Boy, he had it! And he kept it! For three months. Every morning and afternoon he would be attacked by spells in which he could have sworn people sank darts into his body. It was no good scratching. That only made it worse. After a while large areas of Joe's body were covered with a red rash. Acid perspiration had eaten away small flakes of skin. When new perspiration hit these spots, Joe would close his eyes and swear. He reported to sickbay finally, and there he joined a long line of other sufferers. A big pharmacist's mate, who felt sorry for each of his patients, would appear with a bucket of white stuff and a paper-hanger's brush. He would spend about twenty seconds on each man. Give him a real paint job. There was menthol in the white stuff, otherwise Joe could not have stood the furious itching that came back day after day.

As with all the other men, the itch finally worked down between his legs. Then his misery started. At night the man who slept above him would shake the bed and yell, "Joe! Stop scratching yourself!" Joe would grunt and roll over. But in the morning, skin would be missing from his crotch.

It was then that his legs and armpits became infected. In the morning line-ups Joe had noticed half a dozen men who stayed to one side until the big corpsman was through his paint jobs. He used to wonder what happened to them. Now he found out. When the simpler cases were dismissed, the infected cases were attended. With a small scalpel the patient corpsman scraped away accumulations from each blister. Then, upon the open wound, he placed a salve. The healing process was terribly slow. Sometimes a month. And all that time you had to work, just the same. Twenty minutes after you left sickbay, sweat was running over the salve. In twenty more minutes the sore was bare.

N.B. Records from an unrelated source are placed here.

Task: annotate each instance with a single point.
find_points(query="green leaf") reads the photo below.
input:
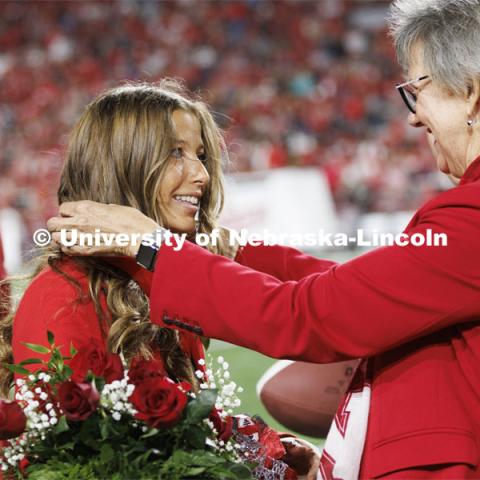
(37, 348)
(241, 471)
(200, 407)
(106, 453)
(15, 368)
(30, 361)
(67, 371)
(196, 436)
(150, 433)
(62, 425)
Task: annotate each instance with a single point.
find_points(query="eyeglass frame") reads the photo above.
(401, 90)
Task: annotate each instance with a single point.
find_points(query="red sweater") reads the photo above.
(414, 311)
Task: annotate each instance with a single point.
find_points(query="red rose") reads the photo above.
(141, 370)
(94, 358)
(78, 400)
(159, 401)
(12, 420)
(223, 426)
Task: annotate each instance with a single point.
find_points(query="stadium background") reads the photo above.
(295, 84)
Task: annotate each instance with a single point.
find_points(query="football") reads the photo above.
(304, 396)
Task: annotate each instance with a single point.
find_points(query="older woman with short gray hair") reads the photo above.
(412, 313)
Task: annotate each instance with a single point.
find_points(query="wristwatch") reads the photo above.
(147, 253)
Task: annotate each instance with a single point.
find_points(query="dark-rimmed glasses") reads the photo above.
(408, 95)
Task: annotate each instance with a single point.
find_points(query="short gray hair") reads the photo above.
(448, 31)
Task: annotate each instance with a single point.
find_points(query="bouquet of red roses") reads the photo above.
(87, 416)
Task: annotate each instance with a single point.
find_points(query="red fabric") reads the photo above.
(414, 310)
(51, 303)
(4, 289)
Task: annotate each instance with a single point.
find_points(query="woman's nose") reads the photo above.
(198, 173)
(413, 120)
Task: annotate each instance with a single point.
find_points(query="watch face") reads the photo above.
(146, 256)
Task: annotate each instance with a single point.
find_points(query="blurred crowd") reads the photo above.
(308, 83)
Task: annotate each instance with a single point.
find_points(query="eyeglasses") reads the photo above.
(408, 95)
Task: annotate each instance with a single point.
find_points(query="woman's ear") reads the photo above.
(474, 99)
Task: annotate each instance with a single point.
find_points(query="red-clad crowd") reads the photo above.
(294, 82)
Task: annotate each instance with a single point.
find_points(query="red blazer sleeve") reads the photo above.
(363, 307)
(284, 263)
(51, 303)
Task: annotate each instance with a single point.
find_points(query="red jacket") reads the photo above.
(51, 303)
(414, 311)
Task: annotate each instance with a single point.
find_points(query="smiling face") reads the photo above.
(444, 116)
(186, 177)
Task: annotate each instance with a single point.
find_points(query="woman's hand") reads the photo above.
(108, 220)
(302, 456)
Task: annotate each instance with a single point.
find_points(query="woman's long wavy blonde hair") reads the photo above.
(118, 153)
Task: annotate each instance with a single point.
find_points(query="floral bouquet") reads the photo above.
(92, 418)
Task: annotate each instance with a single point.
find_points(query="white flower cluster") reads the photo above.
(114, 398)
(219, 378)
(39, 420)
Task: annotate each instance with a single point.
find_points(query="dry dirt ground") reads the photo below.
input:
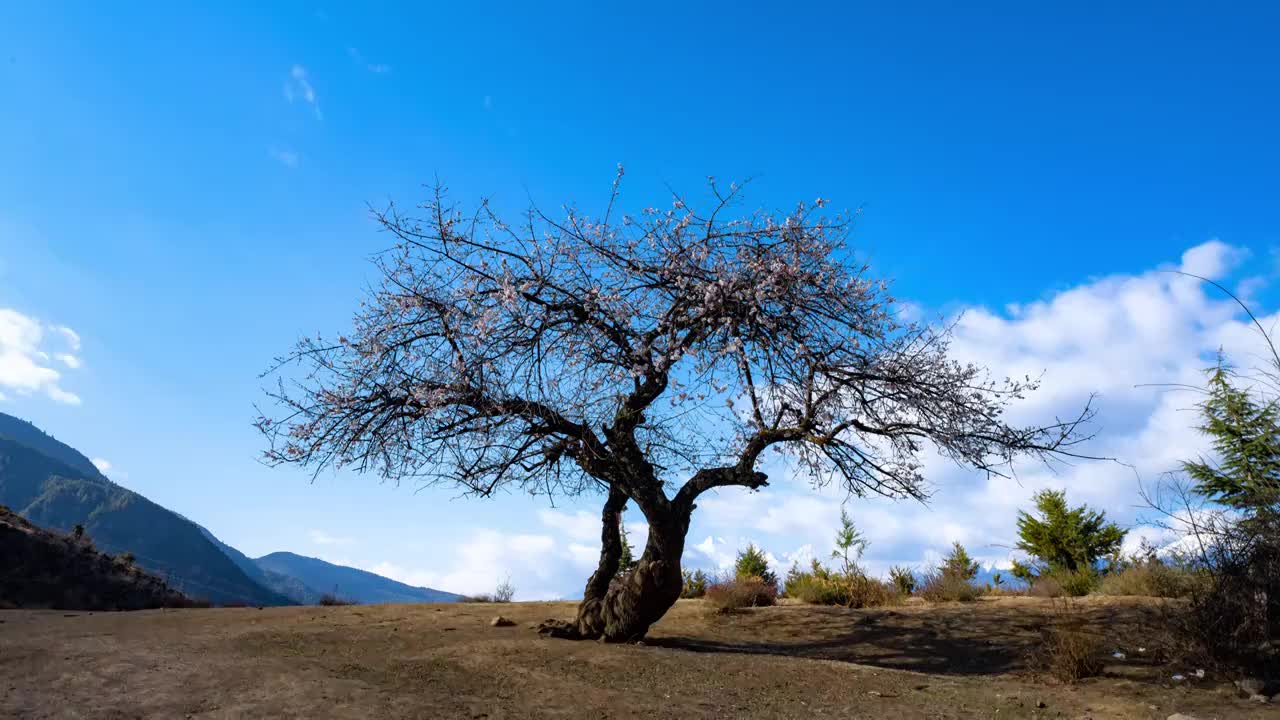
(974, 660)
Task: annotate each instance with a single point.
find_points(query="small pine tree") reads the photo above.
(752, 563)
(1246, 436)
(627, 561)
(1065, 538)
(903, 578)
(849, 541)
(695, 584)
(959, 564)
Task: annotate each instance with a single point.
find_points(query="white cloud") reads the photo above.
(371, 67)
(320, 537)
(284, 156)
(1212, 259)
(1115, 336)
(536, 565)
(579, 525)
(298, 87)
(24, 364)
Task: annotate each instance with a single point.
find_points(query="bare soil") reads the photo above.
(972, 660)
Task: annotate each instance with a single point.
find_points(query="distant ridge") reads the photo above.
(350, 583)
(54, 486)
(44, 569)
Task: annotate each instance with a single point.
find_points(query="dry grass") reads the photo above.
(739, 593)
(947, 587)
(919, 660)
(1072, 648)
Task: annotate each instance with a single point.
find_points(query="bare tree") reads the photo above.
(652, 358)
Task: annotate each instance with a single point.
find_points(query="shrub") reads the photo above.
(959, 564)
(1064, 538)
(1073, 652)
(903, 578)
(695, 584)
(871, 592)
(752, 563)
(741, 592)
(504, 592)
(1155, 579)
(1045, 586)
(1077, 583)
(940, 586)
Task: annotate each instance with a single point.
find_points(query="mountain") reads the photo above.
(54, 486)
(288, 586)
(45, 569)
(26, 433)
(348, 583)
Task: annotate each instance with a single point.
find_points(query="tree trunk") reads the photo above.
(622, 609)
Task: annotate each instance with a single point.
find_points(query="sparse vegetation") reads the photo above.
(959, 564)
(1146, 574)
(1072, 651)
(903, 579)
(695, 584)
(940, 586)
(752, 563)
(504, 592)
(952, 580)
(741, 591)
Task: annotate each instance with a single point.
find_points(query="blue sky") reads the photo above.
(187, 191)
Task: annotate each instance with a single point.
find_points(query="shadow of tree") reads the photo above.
(967, 639)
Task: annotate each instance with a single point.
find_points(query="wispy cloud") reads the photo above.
(364, 62)
(26, 364)
(108, 469)
(298, 87)
(321, 537)
(287, 158)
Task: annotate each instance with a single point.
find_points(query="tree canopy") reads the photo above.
(652, 356)
(548, 354)
(1246, 436)
(1065, 538)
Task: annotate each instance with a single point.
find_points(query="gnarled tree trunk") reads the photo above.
(622, 609)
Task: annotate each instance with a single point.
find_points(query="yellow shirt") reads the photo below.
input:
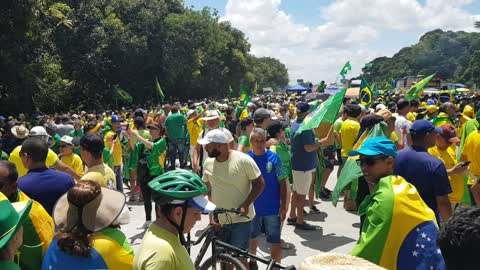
(160, 249)
(244, 115)
(456, 181)
(349, 132)
(117, 149)
(103, 175)
(194, 130)
(52, 160)
(231, 183)
(74, 162)
(471, 150)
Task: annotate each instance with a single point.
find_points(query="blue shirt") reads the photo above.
(45, 186)
(426, 172)
(270, 165)
(301, 159)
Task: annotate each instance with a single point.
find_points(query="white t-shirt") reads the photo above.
(231, 183)
(401, 122)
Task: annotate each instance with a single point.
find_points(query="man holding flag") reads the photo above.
(399, 231)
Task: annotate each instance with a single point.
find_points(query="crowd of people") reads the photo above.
(62, 180)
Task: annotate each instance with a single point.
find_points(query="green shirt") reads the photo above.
(283, 151)
(8, 265)
(77, 134)
(155, 156)
(336, 128)
(176, 126)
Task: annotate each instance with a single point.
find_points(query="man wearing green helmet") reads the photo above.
(179, 202)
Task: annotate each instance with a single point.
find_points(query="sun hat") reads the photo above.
(210, 115)
(374, 147)
(12, 217)
(337, 261)
(96, 215)
(423, 127)
(67, 139)
(38, 131)
(213, 136)
(20, 132)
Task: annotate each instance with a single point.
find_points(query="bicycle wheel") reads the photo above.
(222, 260)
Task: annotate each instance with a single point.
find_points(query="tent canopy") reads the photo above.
(298, 88)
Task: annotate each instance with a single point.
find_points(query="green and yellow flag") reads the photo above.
(159, 90)
(347, 67)
(400, 230)
(122, 94)
(326, 112)
(366, 94)
(416, 91)
(244, 97)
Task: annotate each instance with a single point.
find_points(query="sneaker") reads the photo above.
(291, 221)
(253, 265)
(305, 226)
(145, 225)
(324, 195)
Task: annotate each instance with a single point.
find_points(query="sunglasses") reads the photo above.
(369, 161)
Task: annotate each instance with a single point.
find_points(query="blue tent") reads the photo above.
(298, 89)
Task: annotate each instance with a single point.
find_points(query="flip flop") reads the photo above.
(286, 245)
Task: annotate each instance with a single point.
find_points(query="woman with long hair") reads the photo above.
(87, 218)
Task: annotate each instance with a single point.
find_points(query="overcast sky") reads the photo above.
(314, 38)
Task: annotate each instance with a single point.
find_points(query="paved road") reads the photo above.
(338, 231)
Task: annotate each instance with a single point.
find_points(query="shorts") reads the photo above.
(339, 156)
(302, 181)
(272, 228)
(190, 151)
(329, 157)
(235, 234)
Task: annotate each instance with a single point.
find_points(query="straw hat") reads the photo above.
(96, 215)
(20, 132)
(337, 261)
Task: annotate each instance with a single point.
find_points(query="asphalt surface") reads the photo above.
(337, 231)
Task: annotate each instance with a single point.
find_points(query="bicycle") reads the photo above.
(222, 252)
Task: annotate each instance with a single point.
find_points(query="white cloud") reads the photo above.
(351, 28)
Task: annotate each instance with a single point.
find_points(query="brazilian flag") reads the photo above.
(122, 95)
(400, 230)
(366, 94)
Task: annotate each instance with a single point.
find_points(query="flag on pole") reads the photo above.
(244, 97)
(400, 230)
(416, 91)
(324, 113)
(159, 90)
(347, 67)
(366, 95)
(122, 94)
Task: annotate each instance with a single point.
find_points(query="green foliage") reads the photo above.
(56, 56)
(452, 55)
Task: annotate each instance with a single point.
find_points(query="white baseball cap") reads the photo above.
(215, 135)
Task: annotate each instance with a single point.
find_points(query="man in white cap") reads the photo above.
(212, 120)
(234, 181)
(52, 159)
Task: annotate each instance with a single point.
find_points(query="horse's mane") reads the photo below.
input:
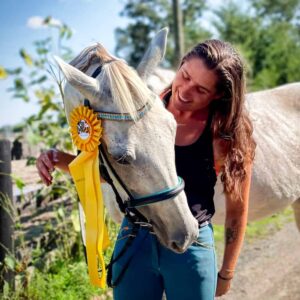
(127, 89)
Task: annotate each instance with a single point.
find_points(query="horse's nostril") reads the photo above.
(175, 247)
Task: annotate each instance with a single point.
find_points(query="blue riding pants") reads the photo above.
(153, 269)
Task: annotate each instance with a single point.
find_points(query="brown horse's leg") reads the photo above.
(296, 208)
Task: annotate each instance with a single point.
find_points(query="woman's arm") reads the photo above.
(235, 227)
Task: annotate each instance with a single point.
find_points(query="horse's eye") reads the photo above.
(125, 159)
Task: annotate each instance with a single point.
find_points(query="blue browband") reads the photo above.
(132, 201)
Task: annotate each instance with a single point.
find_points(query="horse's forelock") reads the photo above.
(128, 90)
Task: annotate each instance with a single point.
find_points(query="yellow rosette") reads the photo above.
(86, 132)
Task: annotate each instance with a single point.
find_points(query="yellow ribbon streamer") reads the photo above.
(86, 132)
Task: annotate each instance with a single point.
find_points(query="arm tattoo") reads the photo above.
(231, 232)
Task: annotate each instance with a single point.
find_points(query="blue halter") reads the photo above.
(132, 201)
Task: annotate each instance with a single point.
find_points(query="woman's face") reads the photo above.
(194, 86)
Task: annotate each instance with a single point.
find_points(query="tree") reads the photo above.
(34, 82)
(267, 34)
(150, 16)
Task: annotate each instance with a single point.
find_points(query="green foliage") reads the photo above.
(150, 16)
(267, 33)
(34, 82)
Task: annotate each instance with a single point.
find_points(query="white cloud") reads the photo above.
(36, 22)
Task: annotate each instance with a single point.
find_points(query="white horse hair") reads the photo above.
(275, 183)
(141, 151)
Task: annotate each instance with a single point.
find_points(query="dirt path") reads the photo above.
(269, 268)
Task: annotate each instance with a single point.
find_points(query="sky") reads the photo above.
(90, 20)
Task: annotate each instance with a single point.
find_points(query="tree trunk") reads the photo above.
(6, 220)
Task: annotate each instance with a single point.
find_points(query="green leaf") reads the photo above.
(10, 262)
(26, 57)
(3, 73)
(18, 182)
(61, 213)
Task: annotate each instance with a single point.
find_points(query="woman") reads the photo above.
(214, 135)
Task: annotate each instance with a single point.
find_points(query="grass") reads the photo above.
(67, 279)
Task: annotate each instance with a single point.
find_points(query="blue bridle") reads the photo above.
(132, 202)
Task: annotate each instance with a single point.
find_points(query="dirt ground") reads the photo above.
(269, 268)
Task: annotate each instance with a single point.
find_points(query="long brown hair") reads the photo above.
(230, 123)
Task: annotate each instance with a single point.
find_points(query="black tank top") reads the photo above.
(195, 164)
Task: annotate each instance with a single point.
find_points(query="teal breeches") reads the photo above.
(151, 269)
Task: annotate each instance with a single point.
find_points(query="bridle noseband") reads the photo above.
(128, 206)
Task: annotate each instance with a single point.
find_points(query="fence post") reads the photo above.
(6, 220)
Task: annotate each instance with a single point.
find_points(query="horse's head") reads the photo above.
(142, 149)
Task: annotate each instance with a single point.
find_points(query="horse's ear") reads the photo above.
(85, 84)
(154, 54)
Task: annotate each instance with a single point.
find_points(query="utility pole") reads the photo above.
(178, 30)
(6, 220)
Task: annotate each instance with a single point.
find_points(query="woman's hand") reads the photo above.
(45, 164)
(223, 286)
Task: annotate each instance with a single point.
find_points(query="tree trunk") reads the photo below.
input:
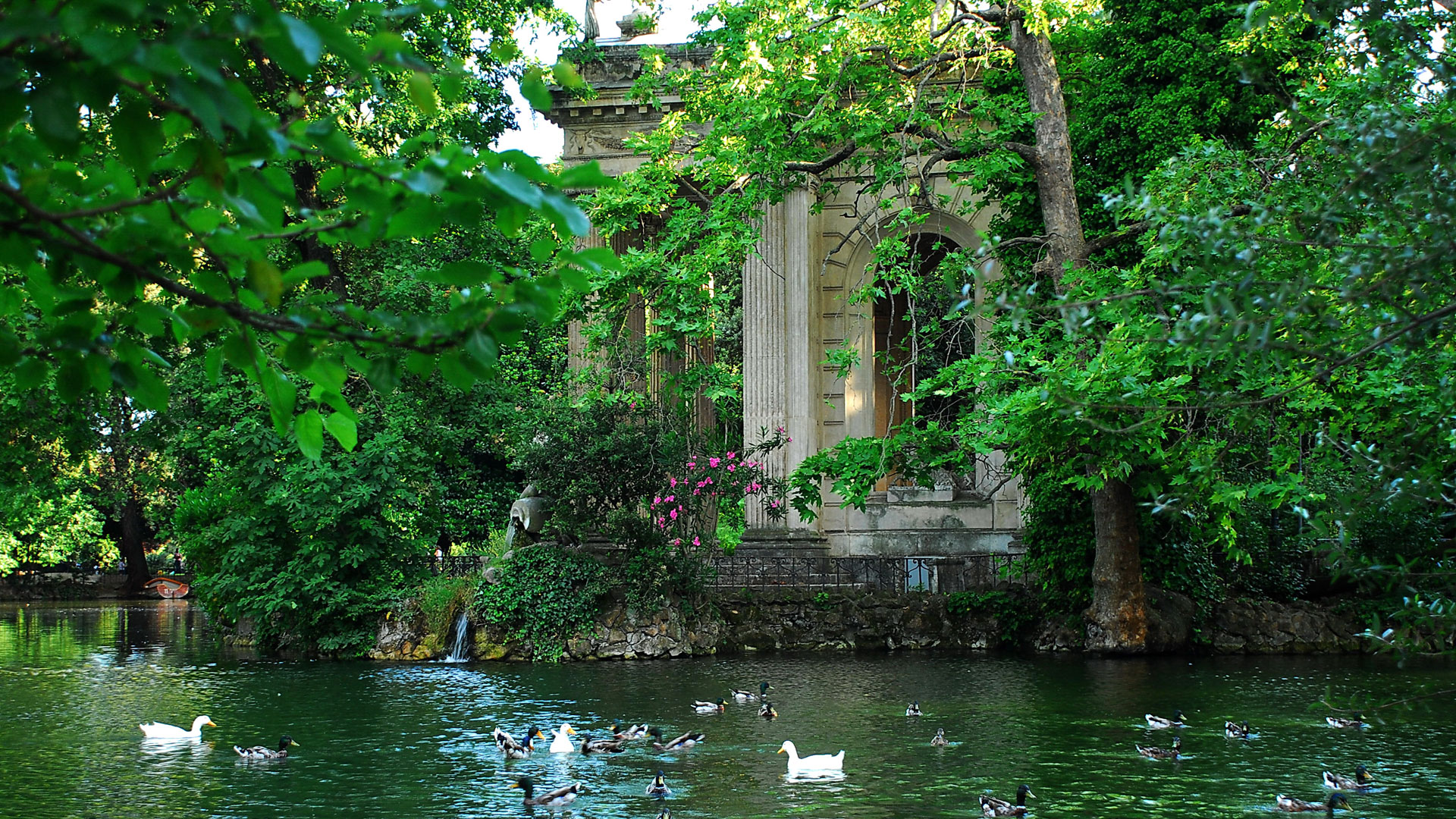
(1119, 614)
(133, 545)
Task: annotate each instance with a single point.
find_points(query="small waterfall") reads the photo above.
(457, 645)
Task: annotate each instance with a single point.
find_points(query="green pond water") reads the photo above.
(384, 741)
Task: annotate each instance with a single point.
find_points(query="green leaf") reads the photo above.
(344, 430)
(265, 280)
(309, 430)
(137, 136)
(213, 365)
(303, 38)
(30, 373)
(419, 219)
(422, 93)
(55, 117)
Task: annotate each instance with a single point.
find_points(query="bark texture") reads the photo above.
(1119, 614)
(1117, 621)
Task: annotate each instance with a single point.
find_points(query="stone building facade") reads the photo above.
(797, 308)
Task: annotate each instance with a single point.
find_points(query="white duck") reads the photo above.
(561, 742)
(811, 764)
(162, 730)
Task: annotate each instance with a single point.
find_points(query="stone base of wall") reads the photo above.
(829, 621)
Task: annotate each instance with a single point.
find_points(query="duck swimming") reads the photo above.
(680, 744)
(264, 752)
(1161, 754)
(1362, 780)
(658, 787)
(631, 732)
(554, 799)
(601, 745)
(561, 739)
(1164, 722)
(162, 730)
(1296, 805)
(748, 695)
(817, 763)
(992, 806)
(1237, 730)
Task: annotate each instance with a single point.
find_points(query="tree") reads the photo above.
(886, 93)
(182, 172)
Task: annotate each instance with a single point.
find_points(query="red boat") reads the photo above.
(168, 588)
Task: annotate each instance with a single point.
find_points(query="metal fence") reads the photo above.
(940, 575)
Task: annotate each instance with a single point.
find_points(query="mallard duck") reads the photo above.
(819, 763)
(748, 695)
(992, 806)
(1360, 781)
(561, 739)
(1296, 805)
(264, 752)
(658, 787)
(555, 799)
(522, 749)
(513, 748)
(631, 732)
(1164, 722)
(680, 744)
(1161, 754)
(162, 730)
(601, 745)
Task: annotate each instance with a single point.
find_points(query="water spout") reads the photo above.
(457, 653)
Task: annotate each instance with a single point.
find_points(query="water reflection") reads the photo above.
(416, 739)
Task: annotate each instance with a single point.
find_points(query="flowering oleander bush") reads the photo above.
(686, 512)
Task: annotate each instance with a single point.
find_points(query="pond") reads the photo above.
(414, 741)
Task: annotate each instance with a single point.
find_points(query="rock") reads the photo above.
(1169, 620)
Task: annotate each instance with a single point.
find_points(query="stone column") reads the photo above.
(764, 341)
(781, 350)
(577, 357)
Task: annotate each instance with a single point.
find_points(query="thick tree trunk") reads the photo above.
(134, 545)
(1119, 614)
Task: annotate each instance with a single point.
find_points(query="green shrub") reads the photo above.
(441, 599)
(544, 596)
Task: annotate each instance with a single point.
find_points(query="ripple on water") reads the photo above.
(416, 739)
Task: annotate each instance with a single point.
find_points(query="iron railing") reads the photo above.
(940, 575)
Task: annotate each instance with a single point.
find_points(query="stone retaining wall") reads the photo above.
(794, 621)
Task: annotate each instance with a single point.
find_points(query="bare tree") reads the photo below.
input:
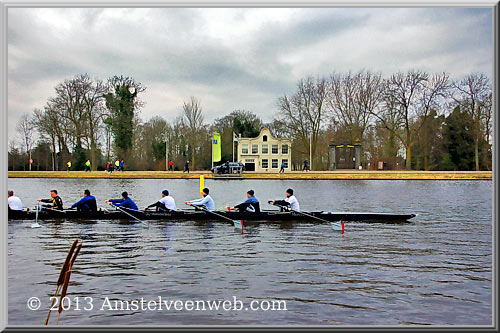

Then Joe noticed a funny thing. Everybody he met on the rock had some special medicine that was a sure cure for the itch. But everybody had the itch! The only thing Joe found that cured him was a preparation somebody sent from the States. The man who owned it tried it out, and it worked. A solution of salicylic acid in merthiolate. Four other men used it between their legs, and in half an hour it had eaten away their skin. They went to the sickbay. But even after that some fellows went right on using the dynamite. On some it worked. Joe was one of them. He would lie down, paint himself liberally, and then bite his knuckles. It hurt like the devil. "I'm lucky," he would say. "It works on me." He continued to have heat itch, every month for twenty-seven months, but he had no more infections. He felt most sorry for those who did. He knew they had a tough time of it.

Joe had only one other serious medical affliction. His feet! Like most men on the rock, he fought an endless battle against fungus of the feet. Unlike the itch, this fungus came and went. And it was never bad, unless you were one of the unlucky guys that got poisoned from it. Then your feet swelled up, and one man even lost three toes. It ate them right away at the roots. His friends, when the disease first started, told him he had leprosy. Later on they got plenty scared and a wild rumor sped through camp that it really was leprosy. The doctors put a stop to that in a hurry. Just a deep infection. But the guy lost three toes, all the same.